Parfois, j’écris sur moi-même : des souvenirs sont convoqués par mon inconscient, sans doute, mais pas par ma volonté. D’autres fois, j’écris des fictions : des nouvelles ou des débuts de romans dont les personnages m’échappent complètement ; ils vivent leur vie sans que j’en sois responsable. Tout se passe comment si mes personnages devenaient plus vivants que moi ! Ils décident eux-mêmes de ce qui leur arrive, des directions que prennent leurs vies. Et c’est en lisant mes textes – alors que ce sont pourtant bien mes doigts qui les ont tapés sur l’ordinateur – que je découvre des histoires que je ne reconnais pas... Au début, cette découverte m’a empli d’horreur et de frayeur. Je m’y suis maintenant habitué et je ne cherche même plus à brider la vie de mes personnages : qu’ils fassent ce qu’ils veulent, après tout. Cela me distrait et m’étonne aussi de découvrir leurs joies et leurs peines, leurs vicissitudes, leurs pensées les plus secrètes et leurs fantasmes les plus inavouables, leurs actes tantôt héroïques tantôt méprisables...

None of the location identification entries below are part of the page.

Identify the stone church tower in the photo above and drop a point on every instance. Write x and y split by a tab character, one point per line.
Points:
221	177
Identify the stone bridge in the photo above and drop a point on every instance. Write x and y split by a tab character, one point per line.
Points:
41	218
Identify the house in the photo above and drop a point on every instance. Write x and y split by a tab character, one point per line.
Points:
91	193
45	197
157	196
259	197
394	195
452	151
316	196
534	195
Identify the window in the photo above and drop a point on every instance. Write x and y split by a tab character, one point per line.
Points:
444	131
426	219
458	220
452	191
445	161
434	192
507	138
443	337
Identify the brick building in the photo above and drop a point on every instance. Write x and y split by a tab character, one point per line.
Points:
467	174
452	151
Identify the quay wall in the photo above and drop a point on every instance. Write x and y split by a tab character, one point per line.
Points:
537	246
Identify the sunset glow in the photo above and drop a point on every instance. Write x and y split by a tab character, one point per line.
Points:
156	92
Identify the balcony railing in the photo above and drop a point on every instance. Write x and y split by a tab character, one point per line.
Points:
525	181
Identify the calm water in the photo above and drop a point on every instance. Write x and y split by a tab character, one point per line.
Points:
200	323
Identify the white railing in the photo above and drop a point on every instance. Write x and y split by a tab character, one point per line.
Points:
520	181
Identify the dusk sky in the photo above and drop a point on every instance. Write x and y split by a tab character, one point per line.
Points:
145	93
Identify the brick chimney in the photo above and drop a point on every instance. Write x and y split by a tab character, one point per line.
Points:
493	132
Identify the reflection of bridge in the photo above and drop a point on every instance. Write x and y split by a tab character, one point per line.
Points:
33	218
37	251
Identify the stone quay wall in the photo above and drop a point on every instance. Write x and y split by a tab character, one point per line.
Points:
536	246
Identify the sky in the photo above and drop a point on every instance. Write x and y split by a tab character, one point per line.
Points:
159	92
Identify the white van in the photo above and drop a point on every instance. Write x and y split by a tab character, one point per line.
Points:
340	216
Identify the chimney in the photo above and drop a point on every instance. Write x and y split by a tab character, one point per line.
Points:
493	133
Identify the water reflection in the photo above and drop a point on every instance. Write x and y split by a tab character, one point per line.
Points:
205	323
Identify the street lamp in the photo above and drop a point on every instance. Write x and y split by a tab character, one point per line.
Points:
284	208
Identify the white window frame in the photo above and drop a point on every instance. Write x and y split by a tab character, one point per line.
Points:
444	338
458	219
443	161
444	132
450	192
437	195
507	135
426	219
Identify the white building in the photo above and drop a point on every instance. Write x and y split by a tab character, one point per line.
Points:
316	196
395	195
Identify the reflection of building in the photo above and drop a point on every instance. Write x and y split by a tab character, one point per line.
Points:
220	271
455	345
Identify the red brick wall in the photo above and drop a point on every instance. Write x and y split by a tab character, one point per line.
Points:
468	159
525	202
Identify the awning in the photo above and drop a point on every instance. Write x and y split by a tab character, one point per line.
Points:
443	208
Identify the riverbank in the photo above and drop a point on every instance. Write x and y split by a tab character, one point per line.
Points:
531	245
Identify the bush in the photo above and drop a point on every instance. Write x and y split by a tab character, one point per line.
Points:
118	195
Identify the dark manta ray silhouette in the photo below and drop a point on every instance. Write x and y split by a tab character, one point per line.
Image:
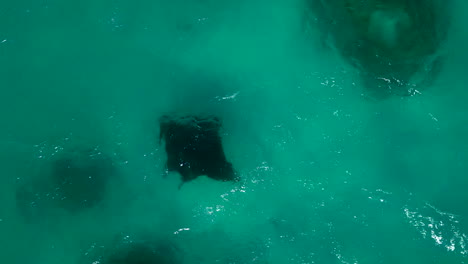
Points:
194	147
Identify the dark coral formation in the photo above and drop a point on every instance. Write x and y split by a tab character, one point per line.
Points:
194	147
144	253
72	181
394	44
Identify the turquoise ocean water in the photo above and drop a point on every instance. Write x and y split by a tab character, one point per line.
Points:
328	175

Mais qui sont-ils donc, ces hommes et ces femmes qui s’agitent dans mes récits ? Sont-ils de pures créations de mon esprit, ou des morceaux de moi-même dont je n’avais même pas conscience ?

30 juillet 2018
Cela fait plusieurs jours que j’écris sans discontinuer, et cette fois je crois que je suis allé trop loin. J’ai plongé trop profondément dans les abysses de l’écriture, j’ai connu l’ivresse des profondeurs, celle qui fait croire qu’on est devenu poisson dans la mer, qu’on n’a plus besoin de l’embout de sa bouteille de plongée pour respirer. Je me suis perdu au milieu des mots, des phrases, des scénarios. Je crois qu’il est trop tard pour remonter à la surface, pour me réintroduire dans la vie courante, dans le monde des vivants.

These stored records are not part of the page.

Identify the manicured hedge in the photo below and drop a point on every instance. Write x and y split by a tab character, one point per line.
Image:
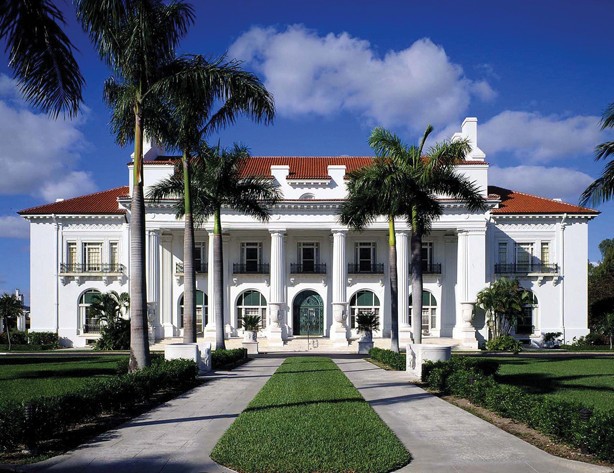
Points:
227	358
570	422
394	360
42	418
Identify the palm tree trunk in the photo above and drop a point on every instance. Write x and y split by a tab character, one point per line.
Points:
416	285
218	281
394	290
189	280
139	342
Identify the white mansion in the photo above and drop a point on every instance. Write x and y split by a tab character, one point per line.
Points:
306	268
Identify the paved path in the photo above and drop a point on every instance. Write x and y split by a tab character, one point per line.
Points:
178	436
444	438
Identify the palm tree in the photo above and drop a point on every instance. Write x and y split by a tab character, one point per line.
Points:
10	308
602	189
195	111
41	55
137	39
402	183
218	181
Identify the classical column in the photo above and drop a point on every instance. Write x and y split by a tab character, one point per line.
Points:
471	279
339	330
276	332
166	285
405	333
209	330
153	278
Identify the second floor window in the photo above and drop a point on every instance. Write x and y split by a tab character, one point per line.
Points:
251	254
92	256
365	256
308	256
524	255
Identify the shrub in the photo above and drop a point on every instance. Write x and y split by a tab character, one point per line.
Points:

Je n’ai pas voulu répondre lorsque j’ai entendu la gardienne de l’immeuble frapper à ma porte ce matin et m’appeler. D’ailleurs comment l’aurais-je pu ? Je n’ai plus de forces, toute mon énergie a été dépensée par et pour l’écriture. Je n’ai jamais publié d’ouvrage en librairie, je n’ai acquis aucune célébrité, j’ai juste écrit parce que j’aime écrire et que je ne peux plus m’en passer. Je constate que mes doigts sont devenus squelettiques. Je n’ai pourtant ni faim ni soif. Je crois que tout ce qui était vivant et charnel en moi est passé insidieusement dans mes récits. Tout ce que j’ai été, tout ce que je suis, est à présent consigné dans des fichiers. Toute ma mémoire est devenue une part de la mémoire de cet ordinateur. Toutes mes pensées, toutes mes opinions, tous mes fantasmes les plus sordides comme mes espoirs les plus émouvants ont été aspirés par les personnages de mes récits : eux sont devenus vivants tandis que moi je m’asséchais de l’intérieur, vidé de ma substance par ces tyrans qui exigeaient leur part de vie, leur part de vérité. Je leur ai tout donné. La drogue de l’écriture a eu raison de moi. »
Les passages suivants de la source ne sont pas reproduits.